World Food Week is being observed not only with fund-raising but also consciousness-raising activities. Charles Reimenschneider says a key event is an interactive global teleconference to link high school and college campuses, churches, community centers and cable viewers around the world with a group of experts in Washington discussing hunger and poverty reduction. "And we have a project called Feeding Minds, Fighting Hunger to bring into elementary, middle schools and high schools around the world - because we made it available in 7 languages - information about who the hungry people are in the world, and what can be done to help them," said Mr. Reimenschneider. "We are making sure that our young people understand the interconnectedness between North America and the rest of the world, and how hunger and poverty may effect people there and ultimately affect them."

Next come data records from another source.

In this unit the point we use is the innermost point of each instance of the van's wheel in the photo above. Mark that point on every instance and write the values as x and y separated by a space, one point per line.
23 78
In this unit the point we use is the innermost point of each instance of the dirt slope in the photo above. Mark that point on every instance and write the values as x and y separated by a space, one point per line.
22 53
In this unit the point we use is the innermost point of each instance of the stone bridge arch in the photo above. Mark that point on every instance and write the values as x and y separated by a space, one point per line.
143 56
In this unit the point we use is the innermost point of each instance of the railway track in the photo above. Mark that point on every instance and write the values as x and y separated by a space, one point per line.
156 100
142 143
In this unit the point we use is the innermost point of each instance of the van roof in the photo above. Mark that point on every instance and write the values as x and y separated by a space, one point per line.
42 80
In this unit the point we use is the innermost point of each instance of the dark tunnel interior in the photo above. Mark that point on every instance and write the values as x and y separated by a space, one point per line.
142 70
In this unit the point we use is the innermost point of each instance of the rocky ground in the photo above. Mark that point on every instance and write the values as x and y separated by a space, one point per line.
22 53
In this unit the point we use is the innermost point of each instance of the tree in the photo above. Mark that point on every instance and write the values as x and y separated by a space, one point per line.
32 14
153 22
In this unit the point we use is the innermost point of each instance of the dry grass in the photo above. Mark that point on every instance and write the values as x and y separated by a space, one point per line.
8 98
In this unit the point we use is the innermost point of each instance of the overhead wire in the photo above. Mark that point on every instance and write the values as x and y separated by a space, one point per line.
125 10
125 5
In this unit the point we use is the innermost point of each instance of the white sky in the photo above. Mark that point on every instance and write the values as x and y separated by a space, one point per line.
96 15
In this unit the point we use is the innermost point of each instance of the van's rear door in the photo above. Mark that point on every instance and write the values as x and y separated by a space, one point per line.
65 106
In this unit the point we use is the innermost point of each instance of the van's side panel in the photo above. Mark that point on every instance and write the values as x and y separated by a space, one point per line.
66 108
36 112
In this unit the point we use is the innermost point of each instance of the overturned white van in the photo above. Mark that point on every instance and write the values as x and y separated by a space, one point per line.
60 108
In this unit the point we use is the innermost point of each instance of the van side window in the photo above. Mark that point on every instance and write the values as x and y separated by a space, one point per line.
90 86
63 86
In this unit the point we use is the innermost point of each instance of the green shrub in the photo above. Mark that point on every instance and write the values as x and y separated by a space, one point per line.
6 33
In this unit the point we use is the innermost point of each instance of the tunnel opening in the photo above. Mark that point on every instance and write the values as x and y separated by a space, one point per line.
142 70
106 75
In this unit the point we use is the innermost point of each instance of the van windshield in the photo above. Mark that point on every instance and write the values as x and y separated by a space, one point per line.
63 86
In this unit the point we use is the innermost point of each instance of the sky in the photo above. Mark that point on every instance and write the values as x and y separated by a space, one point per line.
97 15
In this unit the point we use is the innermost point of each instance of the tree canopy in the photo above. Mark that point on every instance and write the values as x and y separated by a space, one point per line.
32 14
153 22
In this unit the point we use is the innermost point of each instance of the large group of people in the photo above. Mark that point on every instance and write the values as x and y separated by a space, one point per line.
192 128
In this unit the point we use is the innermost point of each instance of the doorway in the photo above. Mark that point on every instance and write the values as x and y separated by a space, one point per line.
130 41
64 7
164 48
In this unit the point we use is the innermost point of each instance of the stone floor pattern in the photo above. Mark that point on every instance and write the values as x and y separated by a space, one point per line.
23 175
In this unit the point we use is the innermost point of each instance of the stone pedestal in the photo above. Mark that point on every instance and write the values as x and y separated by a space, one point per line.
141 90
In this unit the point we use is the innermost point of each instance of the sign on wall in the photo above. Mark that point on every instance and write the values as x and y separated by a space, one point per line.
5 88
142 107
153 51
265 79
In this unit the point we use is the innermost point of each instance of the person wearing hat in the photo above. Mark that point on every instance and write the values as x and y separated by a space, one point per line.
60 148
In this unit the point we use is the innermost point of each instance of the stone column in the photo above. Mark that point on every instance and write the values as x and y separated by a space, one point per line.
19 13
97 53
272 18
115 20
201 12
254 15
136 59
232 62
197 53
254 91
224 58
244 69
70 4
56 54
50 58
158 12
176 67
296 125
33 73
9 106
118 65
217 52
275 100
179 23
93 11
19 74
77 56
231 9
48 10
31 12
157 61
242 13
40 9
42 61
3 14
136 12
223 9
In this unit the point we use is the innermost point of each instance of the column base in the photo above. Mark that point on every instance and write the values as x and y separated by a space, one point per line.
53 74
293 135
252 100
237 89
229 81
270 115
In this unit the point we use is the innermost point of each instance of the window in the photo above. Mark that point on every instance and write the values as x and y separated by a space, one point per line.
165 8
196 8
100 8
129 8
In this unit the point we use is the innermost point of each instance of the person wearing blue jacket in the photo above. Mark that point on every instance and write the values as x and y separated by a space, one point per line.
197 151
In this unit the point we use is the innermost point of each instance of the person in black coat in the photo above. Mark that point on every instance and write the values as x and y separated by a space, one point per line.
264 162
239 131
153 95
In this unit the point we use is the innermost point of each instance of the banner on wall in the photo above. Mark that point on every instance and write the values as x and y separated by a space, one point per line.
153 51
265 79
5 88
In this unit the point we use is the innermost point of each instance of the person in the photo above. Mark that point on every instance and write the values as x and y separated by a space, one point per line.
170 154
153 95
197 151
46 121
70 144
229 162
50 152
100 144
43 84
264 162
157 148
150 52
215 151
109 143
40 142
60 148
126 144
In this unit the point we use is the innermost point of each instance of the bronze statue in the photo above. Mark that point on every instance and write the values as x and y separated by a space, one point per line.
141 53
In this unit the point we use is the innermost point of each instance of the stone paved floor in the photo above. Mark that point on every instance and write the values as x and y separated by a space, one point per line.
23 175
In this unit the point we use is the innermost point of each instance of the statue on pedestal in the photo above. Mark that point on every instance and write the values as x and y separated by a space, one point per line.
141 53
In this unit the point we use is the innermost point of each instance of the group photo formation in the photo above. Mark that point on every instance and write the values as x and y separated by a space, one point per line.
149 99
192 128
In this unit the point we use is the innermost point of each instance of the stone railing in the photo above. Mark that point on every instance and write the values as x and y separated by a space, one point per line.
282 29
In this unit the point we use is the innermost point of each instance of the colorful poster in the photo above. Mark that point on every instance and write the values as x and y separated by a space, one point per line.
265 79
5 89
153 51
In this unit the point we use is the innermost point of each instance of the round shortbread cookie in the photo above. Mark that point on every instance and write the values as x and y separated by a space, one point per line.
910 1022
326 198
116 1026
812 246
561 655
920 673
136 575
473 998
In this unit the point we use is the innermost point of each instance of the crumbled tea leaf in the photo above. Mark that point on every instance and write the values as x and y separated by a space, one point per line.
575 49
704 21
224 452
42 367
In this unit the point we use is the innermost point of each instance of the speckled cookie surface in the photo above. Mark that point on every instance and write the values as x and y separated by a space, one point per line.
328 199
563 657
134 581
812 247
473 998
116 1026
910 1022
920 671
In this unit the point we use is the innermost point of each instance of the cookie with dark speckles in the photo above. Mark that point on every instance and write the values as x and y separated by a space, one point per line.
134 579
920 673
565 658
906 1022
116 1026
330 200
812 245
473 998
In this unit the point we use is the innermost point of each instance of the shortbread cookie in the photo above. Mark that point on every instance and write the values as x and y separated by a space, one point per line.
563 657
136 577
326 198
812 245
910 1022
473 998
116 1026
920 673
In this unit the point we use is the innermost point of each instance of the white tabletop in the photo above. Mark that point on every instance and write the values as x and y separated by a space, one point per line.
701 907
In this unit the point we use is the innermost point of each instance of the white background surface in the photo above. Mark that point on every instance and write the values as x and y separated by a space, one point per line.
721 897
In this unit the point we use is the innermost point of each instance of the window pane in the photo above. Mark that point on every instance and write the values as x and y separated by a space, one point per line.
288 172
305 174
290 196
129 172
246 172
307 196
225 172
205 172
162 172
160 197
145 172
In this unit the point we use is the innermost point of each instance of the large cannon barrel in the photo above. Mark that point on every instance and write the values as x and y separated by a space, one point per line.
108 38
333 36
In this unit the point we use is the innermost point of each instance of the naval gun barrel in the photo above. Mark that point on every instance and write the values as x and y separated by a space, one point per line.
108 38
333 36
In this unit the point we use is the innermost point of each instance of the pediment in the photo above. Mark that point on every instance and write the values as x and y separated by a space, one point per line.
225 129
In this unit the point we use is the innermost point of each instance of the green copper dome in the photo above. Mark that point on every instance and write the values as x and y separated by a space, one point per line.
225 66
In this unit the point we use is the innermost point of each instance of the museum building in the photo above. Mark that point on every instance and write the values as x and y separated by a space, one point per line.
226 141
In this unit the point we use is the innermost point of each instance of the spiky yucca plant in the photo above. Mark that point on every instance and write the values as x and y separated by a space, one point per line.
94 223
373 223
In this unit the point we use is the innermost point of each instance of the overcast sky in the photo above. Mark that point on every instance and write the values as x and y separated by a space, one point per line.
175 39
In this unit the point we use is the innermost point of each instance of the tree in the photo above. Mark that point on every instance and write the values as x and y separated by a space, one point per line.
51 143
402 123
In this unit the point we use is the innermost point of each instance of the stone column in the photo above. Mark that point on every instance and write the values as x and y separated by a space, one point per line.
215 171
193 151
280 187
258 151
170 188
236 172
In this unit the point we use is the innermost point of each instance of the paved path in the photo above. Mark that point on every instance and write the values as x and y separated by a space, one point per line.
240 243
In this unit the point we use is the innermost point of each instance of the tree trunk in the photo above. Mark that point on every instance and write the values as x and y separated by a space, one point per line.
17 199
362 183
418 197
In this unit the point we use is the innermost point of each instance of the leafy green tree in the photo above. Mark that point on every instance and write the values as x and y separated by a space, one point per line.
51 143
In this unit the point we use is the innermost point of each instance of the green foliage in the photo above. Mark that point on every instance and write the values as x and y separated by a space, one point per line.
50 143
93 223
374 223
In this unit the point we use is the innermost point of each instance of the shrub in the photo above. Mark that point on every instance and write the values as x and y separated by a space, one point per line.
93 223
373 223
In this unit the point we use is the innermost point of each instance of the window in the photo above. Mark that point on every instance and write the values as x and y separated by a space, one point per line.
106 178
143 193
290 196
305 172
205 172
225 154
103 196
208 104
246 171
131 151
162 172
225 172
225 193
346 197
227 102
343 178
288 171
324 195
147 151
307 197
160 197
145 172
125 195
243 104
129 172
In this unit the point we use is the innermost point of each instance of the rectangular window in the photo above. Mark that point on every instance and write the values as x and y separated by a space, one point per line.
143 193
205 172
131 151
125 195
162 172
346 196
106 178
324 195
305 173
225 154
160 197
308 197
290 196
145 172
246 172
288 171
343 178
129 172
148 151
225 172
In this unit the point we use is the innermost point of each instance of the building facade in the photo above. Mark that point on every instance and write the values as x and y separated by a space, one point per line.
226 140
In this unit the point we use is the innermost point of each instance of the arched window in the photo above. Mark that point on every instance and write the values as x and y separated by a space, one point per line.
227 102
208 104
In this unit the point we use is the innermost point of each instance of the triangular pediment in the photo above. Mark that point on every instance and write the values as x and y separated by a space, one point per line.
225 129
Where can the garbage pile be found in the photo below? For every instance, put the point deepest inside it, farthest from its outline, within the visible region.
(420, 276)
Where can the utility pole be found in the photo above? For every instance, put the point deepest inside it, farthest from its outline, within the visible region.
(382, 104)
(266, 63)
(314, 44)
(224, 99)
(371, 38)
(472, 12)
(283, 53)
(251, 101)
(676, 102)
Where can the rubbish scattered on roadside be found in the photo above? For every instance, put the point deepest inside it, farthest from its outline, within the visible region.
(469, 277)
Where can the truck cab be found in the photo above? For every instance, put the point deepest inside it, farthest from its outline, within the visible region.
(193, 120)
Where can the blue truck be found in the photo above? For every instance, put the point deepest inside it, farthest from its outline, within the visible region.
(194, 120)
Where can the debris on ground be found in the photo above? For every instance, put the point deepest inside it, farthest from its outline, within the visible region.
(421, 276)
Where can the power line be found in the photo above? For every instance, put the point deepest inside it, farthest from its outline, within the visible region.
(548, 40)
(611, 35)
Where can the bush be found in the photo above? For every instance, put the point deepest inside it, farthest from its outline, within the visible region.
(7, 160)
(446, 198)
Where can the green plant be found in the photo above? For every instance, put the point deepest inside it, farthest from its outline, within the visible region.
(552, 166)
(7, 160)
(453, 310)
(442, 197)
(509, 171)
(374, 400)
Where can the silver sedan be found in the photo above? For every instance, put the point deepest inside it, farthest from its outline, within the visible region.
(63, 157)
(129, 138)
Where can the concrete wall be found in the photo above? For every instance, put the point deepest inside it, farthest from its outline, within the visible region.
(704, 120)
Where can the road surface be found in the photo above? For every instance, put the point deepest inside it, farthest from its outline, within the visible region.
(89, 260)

But the majority of World Food Week observances in America are small-scale, community-sponsored affairs. Pat Young is the volunteer coordinator of the U.S. Committee for World Food Day: "World Food Day is organized from the grass roots up, instead of from the top down, and that allows for a lot of diversity and imagination and initiative, and Americans take advantage of that," said Pat Young. "Take Michigan for example, they've done everything from a tee-shirt competition to a chorus on the capitol steps, to a study, to a teleconference, to a fund raiser, it just goes on and on. In Chicago, they're using the day for an interfaith worship service. Whatever people are moved to do."

The Food and Agriculture Organization, for its part, is marking its anniversary with a new website for its World Agricultural Information Center. And it has just published the annual Food Insecurity Report, which this year describes "a slowdown in the reduction of malnourishment in the world." The report warns that at the current slow pace, it will take 60 years to reduce by half the number of hungry people in the world, a goal the 1996 World Food Summit had committed to reach by the year 2025.

The FAO's Charles Reimenschneider believes there is a profound difference in this year's observance of World Food Week coming in the wake of the tragic events of September 11, and U.S. actions against the sponsors of that terrorist act. The crisis, he says, has created unique opportunities: "I think clearly, there are opportunities in the post-September 11 world, particularly here in North America, where there is a sensitivity to what is going on in other parts of the world, and where people maybe will see a little more closely the poverty and the difficulties faced in many of these countries, he said. "And with a little help from here, we are able to do that."

Charles Reimenschneider of the U.N.'s Food and Agriculture Organization, which is marking its 56th anniversary with a World Food Day call for new recruits in the battle against hunger and poverty.